Et Thot créa le monde par le verbe

 

Le dieu égyptien de la connaissance est Toth, qui est soit un babouin Hamadryas, soit un homme à tête d’Ibis. C’est le chef des scribes, celui qui a inventé les mots.

Il est curieux que ce singe assez vilain de tête, un peu une tête de cochon, en beaucoup plus moche, ait été investi d’une aussi grande responsabilité. Mais bon, le pelage du mâle est somptueux, et après tout, c’est le seul singe qui a réussi à survivre dans les déserts rocailleux du Sud Est africain: il mange les scorpions, ça peut inspirer le respect.

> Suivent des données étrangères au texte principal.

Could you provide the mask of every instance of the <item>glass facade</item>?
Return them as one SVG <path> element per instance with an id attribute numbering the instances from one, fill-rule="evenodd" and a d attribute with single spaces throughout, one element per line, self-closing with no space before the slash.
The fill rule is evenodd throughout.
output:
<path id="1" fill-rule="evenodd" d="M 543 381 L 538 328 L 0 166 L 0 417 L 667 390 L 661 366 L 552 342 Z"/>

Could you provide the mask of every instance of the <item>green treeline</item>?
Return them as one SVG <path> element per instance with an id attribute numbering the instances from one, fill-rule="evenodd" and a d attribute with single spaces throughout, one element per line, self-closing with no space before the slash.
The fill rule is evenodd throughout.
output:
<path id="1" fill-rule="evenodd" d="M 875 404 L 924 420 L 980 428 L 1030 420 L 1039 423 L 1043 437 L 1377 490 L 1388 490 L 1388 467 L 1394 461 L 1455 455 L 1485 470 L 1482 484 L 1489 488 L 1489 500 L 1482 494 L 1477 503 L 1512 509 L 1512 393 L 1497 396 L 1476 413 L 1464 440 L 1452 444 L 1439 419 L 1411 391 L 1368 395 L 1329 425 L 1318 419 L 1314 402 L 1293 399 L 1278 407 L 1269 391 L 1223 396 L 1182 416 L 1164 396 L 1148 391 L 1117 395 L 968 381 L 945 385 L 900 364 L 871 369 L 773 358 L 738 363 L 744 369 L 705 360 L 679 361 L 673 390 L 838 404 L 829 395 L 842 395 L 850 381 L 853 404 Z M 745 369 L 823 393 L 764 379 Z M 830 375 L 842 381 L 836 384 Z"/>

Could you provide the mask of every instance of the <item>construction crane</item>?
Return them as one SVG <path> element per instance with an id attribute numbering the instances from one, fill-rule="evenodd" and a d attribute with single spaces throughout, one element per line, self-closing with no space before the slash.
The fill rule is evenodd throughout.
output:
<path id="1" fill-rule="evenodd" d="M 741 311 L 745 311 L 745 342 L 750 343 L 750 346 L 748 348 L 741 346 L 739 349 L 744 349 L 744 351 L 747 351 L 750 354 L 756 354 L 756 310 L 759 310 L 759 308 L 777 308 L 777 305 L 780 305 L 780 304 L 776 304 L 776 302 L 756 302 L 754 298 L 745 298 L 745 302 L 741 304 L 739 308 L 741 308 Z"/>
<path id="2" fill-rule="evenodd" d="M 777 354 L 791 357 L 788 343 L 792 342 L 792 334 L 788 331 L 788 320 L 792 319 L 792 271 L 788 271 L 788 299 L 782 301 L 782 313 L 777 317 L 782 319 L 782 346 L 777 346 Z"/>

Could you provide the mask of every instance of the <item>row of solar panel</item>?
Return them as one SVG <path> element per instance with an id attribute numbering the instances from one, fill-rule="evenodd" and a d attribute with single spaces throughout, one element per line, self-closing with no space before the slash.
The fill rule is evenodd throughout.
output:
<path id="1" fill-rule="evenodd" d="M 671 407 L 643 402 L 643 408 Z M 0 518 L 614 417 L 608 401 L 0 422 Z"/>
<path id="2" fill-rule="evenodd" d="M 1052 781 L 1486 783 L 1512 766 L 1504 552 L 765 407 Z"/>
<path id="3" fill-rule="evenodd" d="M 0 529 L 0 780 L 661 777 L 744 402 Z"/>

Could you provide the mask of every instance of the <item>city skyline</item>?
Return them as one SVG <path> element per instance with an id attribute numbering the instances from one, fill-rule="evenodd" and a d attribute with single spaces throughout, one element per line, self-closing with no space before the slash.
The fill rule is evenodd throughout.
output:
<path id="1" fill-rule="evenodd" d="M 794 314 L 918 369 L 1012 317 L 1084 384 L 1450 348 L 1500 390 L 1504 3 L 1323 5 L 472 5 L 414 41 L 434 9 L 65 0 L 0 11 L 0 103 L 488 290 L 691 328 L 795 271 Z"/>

Le mâle règne sur un petit harem, il est bien plus gros que les femelles, et pas très prévenant à leur égard; les femelles sont d’une servilité à toute épreuve. Elles passent une bonne partie de leur temps à tripoter le pelage du maître, sans doute pour l’épouiller, mais pas que: on pourrait les appeler les lèche fourrure, c’est ce que les éthologues appellent le grooming, dans un sens large d' "entretien de bonnes relations".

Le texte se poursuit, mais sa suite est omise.